Structured Sustainability

In the session "Strengthening Leadership on Environmental Sustainability," panel members from The Evergreen State College and University of Washington discussed the challenge of maintaining momentum for sustainability projects and goals. Key for these two institutions has been drawing on a diverse group of participants and stakeholders.

Energy and related sustainability concerns have grown increasingly complex, making it impossible for any one individual to know or understand everything, noted Richard Davis, Evergreen's facilities engineer. Sustainability leaders need a diverse and knowledgeable team of advisers. When designing an energy conservation program, Davis suggests balancing conservation goals and institution mission by setting standards that achieve real savings while still allowing for employee comfort and productivity—otherwise, you risk losing important employee buy-in throughout the organization.

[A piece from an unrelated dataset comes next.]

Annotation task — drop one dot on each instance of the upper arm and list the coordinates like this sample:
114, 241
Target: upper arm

Jeanne Rynne, Evergreen's director of facilities, agreed that the way you go about achieving a goal—from energy conservation to carbon neutrality—can be as important as the goal itself. Set attainable goals, integrate them with faculty and student priorities and projects, identify roadblocks as well as resources, and continually assess the maintainability of your sustainability goals. Flexibility to try new things is a requisite part of recalibration, noted Rynne.

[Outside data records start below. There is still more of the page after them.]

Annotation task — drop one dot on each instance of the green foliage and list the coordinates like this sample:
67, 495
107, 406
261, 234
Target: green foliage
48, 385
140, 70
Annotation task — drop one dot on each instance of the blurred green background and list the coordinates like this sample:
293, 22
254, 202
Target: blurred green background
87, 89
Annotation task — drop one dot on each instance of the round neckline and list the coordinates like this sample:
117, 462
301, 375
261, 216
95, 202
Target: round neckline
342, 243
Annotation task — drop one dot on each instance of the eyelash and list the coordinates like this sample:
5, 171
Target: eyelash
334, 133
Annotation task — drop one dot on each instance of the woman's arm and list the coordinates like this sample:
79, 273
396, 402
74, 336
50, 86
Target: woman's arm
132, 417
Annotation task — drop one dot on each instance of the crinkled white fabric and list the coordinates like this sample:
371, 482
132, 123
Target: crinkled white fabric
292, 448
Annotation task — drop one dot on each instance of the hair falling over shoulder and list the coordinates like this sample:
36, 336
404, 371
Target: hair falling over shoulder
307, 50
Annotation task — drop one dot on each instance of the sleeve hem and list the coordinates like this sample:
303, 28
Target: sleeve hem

One overriding strength of the sustainability program at the University of Washington is student involvement, said Ruth Johnston, UW's associate vice president of environmental stewardship and sustainability. Graduate student Graham Golbuff, the university's campus sustainability fund coordinator, spoke about UW's three student-focused and student-led initiatives: a campus sustainability fund for engaging students in shovel-ready projects; a green seed fund focused on student research; and a finance and facilities internships fund to employ students in substantive real-work sustainability experiences across campus. The financial commitments in these areas have helped change the administrative culture at UW, lending seriousness to student interest and involvement, noted Golbuff.

In addition to strong student involvement, sustainability decision making has now reached a more mature phase at UW,noted Johnston. She works to engage UW students, faculty, and staff through a variety of grassroots coordinating councils representing all facets of academic, administrative, and community activity. With interest in issues of sustainability now having reached broad participation across the university, coordinated leadership has become essential, Johnston said.

UW student presenter Golbuff participated in the session through a student scholarship from NACUBO.